The night was crisp and the sky dotted with constellations. Looking out at the mud-hut villages that surrounded Camp Julien, it was difficult not to feel that we were back in Bethlehem on that first Christmas night 2,000 years ago. The night's serenity was disrupted not by hosts of angels, but a bomb blast at the United Nations headquarters just up the road. It was a minor affair and fortunately no one was hurt. No casualties on that Christmas. Christmas Day was a low-key affair. A ball-hockey game was played in the afternoon, followed by the traditional men's Christmas dinner, where the officers served the junior ranks.

Somehow, this Christmas will not be as festive. Kandahar does not have Kabul's snow-covered mountains. In the aftermath of a rainstorm, it resembles the filthy trenches of France's First World War "no man's land." For most, there has been one too many ramp ceremonies: 19 fallen comrades who will not see another Christmas.

Christmas will be sentimental for some. It will make soldiers' hearts tighten even more for family and friends.
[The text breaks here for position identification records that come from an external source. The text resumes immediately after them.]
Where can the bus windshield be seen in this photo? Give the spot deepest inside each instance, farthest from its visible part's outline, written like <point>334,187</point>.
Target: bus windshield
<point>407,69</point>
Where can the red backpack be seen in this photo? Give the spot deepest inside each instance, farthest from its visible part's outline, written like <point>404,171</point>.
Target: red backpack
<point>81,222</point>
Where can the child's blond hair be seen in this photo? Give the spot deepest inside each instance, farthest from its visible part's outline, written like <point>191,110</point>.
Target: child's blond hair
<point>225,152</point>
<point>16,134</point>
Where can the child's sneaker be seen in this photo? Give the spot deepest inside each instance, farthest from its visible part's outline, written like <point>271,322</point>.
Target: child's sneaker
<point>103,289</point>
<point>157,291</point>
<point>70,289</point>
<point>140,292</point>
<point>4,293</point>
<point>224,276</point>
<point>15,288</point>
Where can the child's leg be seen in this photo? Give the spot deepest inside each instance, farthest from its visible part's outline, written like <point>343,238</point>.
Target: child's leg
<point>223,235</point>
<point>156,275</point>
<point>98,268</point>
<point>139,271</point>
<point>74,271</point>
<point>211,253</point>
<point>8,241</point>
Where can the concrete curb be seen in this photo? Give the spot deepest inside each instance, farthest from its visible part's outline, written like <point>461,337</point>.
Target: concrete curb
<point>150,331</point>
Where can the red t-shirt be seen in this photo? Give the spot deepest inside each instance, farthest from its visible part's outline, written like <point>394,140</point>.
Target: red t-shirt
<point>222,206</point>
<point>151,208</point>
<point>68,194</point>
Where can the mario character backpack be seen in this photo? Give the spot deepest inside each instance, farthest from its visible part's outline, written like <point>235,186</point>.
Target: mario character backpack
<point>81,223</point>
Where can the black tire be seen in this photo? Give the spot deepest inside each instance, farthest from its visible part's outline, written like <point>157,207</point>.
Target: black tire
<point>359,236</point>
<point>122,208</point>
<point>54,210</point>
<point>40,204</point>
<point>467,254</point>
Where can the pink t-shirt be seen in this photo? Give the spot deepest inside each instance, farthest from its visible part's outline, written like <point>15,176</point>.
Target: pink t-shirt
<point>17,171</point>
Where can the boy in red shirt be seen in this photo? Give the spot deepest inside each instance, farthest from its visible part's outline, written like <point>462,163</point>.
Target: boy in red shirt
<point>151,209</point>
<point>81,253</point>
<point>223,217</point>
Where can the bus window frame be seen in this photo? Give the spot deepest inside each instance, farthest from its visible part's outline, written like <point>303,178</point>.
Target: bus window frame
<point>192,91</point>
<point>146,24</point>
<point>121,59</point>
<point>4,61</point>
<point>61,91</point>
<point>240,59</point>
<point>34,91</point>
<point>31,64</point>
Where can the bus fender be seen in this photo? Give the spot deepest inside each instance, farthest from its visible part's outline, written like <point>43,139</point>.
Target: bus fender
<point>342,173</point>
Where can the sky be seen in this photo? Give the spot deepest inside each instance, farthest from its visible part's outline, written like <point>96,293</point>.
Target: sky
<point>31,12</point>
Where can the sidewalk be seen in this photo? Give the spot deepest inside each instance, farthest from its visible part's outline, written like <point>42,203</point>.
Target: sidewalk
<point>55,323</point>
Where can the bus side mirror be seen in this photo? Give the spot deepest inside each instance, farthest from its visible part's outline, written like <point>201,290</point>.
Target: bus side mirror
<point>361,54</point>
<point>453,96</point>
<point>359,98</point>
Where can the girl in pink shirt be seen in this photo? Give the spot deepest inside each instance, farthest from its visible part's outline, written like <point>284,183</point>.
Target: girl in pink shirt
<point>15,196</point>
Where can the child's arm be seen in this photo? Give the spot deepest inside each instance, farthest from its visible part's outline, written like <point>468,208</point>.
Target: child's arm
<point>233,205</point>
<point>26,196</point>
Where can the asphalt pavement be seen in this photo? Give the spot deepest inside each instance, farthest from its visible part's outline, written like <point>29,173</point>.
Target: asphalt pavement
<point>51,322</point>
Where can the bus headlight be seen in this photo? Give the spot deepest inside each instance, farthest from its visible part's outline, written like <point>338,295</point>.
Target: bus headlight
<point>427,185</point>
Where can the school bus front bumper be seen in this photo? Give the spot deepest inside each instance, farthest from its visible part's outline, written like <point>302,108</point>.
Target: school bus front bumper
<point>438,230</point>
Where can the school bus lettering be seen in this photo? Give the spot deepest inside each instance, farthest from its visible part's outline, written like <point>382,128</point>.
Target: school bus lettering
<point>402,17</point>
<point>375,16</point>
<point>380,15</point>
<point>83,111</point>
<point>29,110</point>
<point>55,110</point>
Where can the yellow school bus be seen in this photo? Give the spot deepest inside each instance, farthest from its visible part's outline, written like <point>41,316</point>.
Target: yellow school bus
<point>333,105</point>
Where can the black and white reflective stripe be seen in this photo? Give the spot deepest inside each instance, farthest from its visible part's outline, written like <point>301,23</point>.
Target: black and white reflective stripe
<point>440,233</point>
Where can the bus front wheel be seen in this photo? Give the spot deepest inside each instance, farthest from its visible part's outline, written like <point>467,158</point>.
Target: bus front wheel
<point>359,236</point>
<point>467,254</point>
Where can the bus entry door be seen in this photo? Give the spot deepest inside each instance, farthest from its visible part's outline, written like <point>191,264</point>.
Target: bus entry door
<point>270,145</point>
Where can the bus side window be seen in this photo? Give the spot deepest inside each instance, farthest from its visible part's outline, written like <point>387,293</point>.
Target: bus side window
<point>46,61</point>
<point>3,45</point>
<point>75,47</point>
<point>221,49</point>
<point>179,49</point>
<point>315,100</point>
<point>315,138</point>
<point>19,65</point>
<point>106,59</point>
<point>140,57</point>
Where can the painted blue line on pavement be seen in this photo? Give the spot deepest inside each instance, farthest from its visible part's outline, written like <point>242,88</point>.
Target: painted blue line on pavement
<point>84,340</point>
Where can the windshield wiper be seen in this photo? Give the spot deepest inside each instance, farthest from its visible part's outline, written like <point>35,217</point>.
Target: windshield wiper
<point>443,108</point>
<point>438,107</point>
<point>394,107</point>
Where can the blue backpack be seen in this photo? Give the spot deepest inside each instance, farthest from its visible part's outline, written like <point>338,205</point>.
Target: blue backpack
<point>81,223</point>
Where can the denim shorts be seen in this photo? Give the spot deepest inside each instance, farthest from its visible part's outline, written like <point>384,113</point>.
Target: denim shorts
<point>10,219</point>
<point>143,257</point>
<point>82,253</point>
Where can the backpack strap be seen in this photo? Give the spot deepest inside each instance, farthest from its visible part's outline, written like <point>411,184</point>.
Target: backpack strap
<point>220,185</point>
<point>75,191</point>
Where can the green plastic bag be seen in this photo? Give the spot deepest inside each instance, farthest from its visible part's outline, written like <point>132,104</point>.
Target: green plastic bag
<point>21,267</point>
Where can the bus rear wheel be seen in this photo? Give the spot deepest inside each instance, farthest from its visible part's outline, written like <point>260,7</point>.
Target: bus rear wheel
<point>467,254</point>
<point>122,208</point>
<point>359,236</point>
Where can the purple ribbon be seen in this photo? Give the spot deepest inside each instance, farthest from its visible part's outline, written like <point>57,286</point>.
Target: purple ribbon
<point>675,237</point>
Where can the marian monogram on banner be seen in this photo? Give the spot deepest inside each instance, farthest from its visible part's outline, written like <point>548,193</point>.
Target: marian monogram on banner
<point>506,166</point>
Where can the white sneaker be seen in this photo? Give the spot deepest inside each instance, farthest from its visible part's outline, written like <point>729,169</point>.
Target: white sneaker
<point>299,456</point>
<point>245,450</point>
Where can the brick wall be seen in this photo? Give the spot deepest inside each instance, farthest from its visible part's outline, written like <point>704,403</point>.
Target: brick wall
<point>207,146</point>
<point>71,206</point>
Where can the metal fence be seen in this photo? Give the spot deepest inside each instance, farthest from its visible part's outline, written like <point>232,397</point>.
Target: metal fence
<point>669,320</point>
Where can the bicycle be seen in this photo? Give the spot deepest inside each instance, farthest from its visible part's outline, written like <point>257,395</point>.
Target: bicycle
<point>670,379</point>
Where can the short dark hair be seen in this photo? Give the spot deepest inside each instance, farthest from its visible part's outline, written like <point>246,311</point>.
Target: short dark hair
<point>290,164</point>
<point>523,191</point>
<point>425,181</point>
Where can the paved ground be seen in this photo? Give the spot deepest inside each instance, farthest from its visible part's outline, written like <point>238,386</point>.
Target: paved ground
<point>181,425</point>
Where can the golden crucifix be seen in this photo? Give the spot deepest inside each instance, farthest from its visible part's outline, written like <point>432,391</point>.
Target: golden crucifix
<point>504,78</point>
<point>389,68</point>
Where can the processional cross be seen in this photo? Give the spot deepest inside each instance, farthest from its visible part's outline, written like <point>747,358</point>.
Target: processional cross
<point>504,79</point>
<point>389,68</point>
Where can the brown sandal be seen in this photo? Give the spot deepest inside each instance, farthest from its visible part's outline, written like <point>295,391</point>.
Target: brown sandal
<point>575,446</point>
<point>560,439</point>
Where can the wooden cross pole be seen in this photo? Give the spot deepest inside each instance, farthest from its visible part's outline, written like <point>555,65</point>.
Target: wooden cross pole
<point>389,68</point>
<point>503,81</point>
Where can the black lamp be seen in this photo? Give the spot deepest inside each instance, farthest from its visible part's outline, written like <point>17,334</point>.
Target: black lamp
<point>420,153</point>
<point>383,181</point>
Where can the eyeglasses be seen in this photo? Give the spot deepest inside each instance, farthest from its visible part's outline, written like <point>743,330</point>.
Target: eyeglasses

In the end, the only Christmas they want is climbing on board that plane for home.

Personnel file

Age: 37

Years in service: 21

Hometown: Petawawa, Ont.

Family status: Single.

Why did you sign up? "To serve my country."

If you weren't in the Canadian military, what would you like to be doing? "Working for a newspaper."

First thing you will do when you get home? "Have a delayed Christmas



*I did a search and didn't find this already posted, but if it is, my apologies.*


----------